UK players gain experience playing with LeBron, Durant

Not many people stop LeBron James.

So when Anthony Davis said he, Michael Kidd-Gilchrist and Terrence Jones, who switched off turns trying to stop a man who NBA defenders have trouble guarding, “kind of” stopped James when he swung through UK to play pickup with the players, that’s pretty impressive.

But it did come with a clarifier.

“But you know, it’s LeBron,” Davis said. “So he’s still going to score.”

The plethora of NBA stars who stopped by Lexington as the lockout continues benefited UK in a variety of ways. For Davis, who admits he is uncomfortable down low, to learn some low-post moves from the best.

“I’ve been working out with DeMarcus (Cousins) and Nazr (Mohammed),” Davis said. “They’re showing me some new shots, post moves.”

Freshman point guard Marquis Teague reiterated the same thought, as he went up against the likes of Rajon Rondo of the Boston Celtics and Russell Westbrook of the Oklahoma City Thunder.
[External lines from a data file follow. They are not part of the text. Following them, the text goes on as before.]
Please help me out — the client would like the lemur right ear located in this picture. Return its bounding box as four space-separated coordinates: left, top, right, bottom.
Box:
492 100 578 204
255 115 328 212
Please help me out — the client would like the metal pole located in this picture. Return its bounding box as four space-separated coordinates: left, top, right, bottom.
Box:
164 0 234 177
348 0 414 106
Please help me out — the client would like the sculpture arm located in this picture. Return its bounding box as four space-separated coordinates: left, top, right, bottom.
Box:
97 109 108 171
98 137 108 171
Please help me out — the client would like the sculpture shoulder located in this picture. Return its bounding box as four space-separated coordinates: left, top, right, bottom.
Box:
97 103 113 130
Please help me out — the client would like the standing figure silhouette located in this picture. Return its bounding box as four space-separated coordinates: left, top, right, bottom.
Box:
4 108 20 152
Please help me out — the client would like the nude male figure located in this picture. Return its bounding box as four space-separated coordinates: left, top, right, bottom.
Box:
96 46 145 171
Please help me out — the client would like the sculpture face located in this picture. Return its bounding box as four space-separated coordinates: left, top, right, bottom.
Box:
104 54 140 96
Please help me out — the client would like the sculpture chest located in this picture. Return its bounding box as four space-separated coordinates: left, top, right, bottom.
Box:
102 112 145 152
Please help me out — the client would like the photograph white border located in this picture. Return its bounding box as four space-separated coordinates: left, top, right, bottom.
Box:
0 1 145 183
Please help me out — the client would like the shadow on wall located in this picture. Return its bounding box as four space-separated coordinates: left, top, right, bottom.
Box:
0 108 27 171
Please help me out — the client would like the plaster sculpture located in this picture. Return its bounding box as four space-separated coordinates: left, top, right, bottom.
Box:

“Rondo’s more of a true point guard. He doesn’t score a lot, but he can score if he needs to,” Teague said, whose brother Jeff plays for the Atlanta Hawks. “Russell Westbrook is coming at you every time. He’s not backing off at all, not easing up. He’s trying to dunk it on you or score on you every single play.”

Terrence Jones said UK competed hard against the NBA players and largely held their own, although he hedged how much could be taken from that.

“It’s hard to really say,” Jones said. “It’s hard to compare them in an open gym against what they really play like in the NBA.”

Doron Lamb said he guarded Kevin Durant and James Harden from the Thunder.

As for Kyle Wiltjer, the return of former UK players shows exactly the type of family atmosphere John Calipari is trying to build. Wiltjer said the current UK group is already close, and seeing Calipari offer staff positions to Rondo and Mohammed if they choose to return to school, as he did Thursday, reinforces that.

“This is one of the closest teams I’ve played on,” Wiltjer said. “And then seeing all the NBA guys to come back, it’s pretty amazing that they’re comfortable enough to come back, and see Coach Cal, and use our facilities. It’s a great family atmosphere.”

Calipari loves having the players back in town (and potentially sportswriters, as Calipari quipped, since they don’t have an NBA to write about and the closest approximation is in Lexington). It shows his current team how much work goes into becoming a star, and it proves how much he cares about his players.

“They are loyal to the program, to me personally,” Calipari said. “They know I’m loyal to them and they are not going to hurt the program.”